Но перед хорошенькой девушкой открылась более надежная перспектива устроить свое будущее. Вмешался Старина Фрэнсис, богатый дядюшка-адвокат. Он решил, что Филу надо отправить в Индию, где тогда служило много британских чиновников и офицеров и у девушки было больше шансов удачно выйти замуж. Затея была сопряжена с определенным риском, поскольку, по общему суждению, подобное путешествие грозило юным леди потерей репутации. «Я бы не советовал вам знаться с дамами, побывавшими в Индии, – писал лорд Клайв Индийский. – В Англии о них крайне нелестного мнения». Однако у Старины Фрэнсиса Остина был в Индии клиент, хирург Тайсо Сол Хэнкок, который подыскивал себе жену. Фила, моложе его шестью годами, могла ему приглянуться. Ее забрали из шляпной мастерской и в компании одиннадцати других девушек отправили морем на Восток. Брак состоялся, и Фила вроде бы обрела солидное положение. По всем прикидкам, Хэнкок должен был вернуться в Лондон с женой и скопленным в Индии богатством, чтобы наслаждаться праздностью и покоем. Мало кто встречал в британском обществе англоиндийца, который не сорил бы деньгами: «хвастовство, обычно свойственное набобам», бросалось в глаза.

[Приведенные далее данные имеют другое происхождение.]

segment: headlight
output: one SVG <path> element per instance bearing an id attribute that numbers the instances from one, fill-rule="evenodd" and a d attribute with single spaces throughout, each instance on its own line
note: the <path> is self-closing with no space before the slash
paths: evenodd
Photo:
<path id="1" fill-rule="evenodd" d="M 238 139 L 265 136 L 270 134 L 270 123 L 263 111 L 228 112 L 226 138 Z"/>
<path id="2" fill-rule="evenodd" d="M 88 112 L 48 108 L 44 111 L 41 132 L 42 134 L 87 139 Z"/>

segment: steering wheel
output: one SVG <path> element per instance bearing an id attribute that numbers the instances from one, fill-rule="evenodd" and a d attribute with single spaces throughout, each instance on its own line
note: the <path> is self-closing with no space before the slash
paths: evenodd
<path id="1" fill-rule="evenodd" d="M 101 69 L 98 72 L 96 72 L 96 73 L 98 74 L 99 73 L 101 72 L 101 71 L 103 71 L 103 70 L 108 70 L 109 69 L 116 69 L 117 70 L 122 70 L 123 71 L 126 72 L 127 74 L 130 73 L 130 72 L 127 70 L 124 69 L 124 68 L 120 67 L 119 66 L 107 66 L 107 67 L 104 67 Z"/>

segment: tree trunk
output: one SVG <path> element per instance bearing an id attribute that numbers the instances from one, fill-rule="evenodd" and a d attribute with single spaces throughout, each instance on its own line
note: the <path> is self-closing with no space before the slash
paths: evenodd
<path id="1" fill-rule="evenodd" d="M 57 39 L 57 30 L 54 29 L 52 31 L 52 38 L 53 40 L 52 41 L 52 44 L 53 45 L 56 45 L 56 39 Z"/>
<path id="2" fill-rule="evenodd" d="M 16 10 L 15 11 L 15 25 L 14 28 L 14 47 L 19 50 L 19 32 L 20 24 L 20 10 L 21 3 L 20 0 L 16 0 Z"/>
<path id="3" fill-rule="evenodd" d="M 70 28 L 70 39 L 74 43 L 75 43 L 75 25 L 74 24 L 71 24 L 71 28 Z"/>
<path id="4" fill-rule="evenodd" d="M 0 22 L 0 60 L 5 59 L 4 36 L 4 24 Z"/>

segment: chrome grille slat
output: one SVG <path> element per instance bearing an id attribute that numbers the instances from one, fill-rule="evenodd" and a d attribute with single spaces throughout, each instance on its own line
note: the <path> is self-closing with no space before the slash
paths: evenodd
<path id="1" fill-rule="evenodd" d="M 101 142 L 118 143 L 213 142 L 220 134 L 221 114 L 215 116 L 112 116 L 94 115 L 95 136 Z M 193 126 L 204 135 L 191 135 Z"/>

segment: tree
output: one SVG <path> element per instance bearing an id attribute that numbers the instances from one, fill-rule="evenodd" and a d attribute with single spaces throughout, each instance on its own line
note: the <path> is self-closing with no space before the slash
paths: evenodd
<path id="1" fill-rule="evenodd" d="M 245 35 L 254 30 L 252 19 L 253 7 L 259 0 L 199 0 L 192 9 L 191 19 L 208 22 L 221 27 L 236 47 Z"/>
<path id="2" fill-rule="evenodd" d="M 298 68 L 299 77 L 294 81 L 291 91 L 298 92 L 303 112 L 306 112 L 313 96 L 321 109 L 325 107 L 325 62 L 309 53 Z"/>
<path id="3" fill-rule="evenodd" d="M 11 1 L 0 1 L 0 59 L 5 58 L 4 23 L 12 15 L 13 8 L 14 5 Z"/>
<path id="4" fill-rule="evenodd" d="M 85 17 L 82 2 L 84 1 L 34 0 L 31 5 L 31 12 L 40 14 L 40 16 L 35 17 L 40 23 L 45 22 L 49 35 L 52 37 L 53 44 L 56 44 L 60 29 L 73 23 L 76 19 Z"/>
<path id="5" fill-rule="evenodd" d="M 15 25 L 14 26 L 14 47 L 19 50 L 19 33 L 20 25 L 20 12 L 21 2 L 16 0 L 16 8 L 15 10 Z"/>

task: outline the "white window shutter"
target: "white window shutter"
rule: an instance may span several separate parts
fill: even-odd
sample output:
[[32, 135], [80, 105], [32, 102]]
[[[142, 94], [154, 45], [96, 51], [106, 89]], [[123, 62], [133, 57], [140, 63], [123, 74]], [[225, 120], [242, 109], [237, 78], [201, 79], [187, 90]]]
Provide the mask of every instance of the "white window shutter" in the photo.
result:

Джейн, до которой наверняка доходили слухи об истории тетушки Филы, уже была достаточно взрослой, чтобы принимать ее близко к сердцу. Она вплела ее в свое раннее сочинение. «И вы называете удачей, – спрашивает серьезная барышня Кэтрин в одноименном романе, – когда девушку, наделенную душой и чувствами, посылают на поиски мужа в Бенгалию и выдают там за человека, о чьем нраве она получает возможность судить, только когда от ее суждения ей уже нет никакого прока?» Мужчина, ставший ее мужем, «может оказаться тираном или дураком, или тем и другим вместе».

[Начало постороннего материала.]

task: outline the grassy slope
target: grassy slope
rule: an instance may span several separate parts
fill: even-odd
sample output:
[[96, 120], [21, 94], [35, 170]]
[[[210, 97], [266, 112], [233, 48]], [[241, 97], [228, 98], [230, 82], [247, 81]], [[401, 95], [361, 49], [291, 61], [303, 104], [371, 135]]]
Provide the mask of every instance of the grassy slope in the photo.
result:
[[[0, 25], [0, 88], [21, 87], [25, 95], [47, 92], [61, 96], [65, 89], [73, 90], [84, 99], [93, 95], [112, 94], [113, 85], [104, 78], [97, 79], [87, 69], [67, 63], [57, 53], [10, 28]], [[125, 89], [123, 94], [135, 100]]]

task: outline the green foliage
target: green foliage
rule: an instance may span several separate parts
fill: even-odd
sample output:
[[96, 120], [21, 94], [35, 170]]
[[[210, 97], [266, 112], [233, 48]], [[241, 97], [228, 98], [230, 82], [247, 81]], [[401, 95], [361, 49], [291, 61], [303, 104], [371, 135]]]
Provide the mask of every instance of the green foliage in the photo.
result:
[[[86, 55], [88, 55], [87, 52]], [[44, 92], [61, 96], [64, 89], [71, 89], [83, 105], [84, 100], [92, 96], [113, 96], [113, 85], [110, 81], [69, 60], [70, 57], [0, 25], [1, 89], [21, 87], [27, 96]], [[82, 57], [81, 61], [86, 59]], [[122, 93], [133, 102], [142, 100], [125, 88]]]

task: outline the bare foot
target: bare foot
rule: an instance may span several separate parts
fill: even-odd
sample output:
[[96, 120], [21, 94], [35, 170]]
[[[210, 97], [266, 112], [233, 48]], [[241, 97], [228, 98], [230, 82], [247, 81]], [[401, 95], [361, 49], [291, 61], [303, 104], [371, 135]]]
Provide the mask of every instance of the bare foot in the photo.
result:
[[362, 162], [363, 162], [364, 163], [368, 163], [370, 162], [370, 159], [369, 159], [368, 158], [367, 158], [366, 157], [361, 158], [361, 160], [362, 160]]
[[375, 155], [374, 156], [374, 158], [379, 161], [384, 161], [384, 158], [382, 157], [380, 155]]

Тетушка Фила имела все основания не считать брак с Тайсо Солом Хэнкоком, не входившим в успешный класс коммерсантов-«набобов», большой удачей. Но мистер Хэнкок открыл жене доступ к финансовой самостоятельности. В Индии он водил знакомство с великим Уорреном Гастингсом, который впоследствии стал генерал-губернатором Бенгалии. Гастингс знал семью миссис Остин со своего котсуолдского детства; дом его отца находился в Дейлсфорде, по соседству с домом семьи Остин в Эйдлстропе. Этим объясняется тот факт, что Уоррен отдал своего маленького сына (вскоре умершего) на попечение недавно поженившихся мистера и миссис Остин.

Мы почти не сомневаемся, что в Индии Фила вступила в любовную связь с Уорреном Гастингсом, и почти наверняка именно Гастингс, а не услужливый Хэнкок был отцом ее дочери Элизы. Элизу объявили «крестницей» Гастингса, что не помешало распространению сплетен. Даже пост генерал-губернатора не спас Гастингса от людской молвы. «Упаси вас бог знаться с миссис Хэнкок, – предупреждал одного из друзей лорд Клайв, – поскольку она, вне всяких сомнений, отдавалась мистеру Гастингсу». По свидетельству самого мистера Хэнкока, в Бенгалии времен Гастингса «блуд, вежливо именуемый флиртом, был повальным».

Джейн говорит нам, что Уоррен Гастингс «никогда не позволял себе даже намека на Элизу». Тем не менее он пристально наблюдал за жизнью и образованием «крестницы». «Ни французский, ни танцы не помешают женщине выполнять ее обязанности в любой сфере жизни», – наставлял Гастингс, и Элиза действительно была обучена блистать и очаровывать мужчин. В должное время Гастингс отписал ей солидную сумму в 10 тысяч фунтов. Он успокаивал себя, что с таким приданым его «крестная дочь» не будет «принуждена идти замуж за лавочника или за первого встречного ради куска хлеба».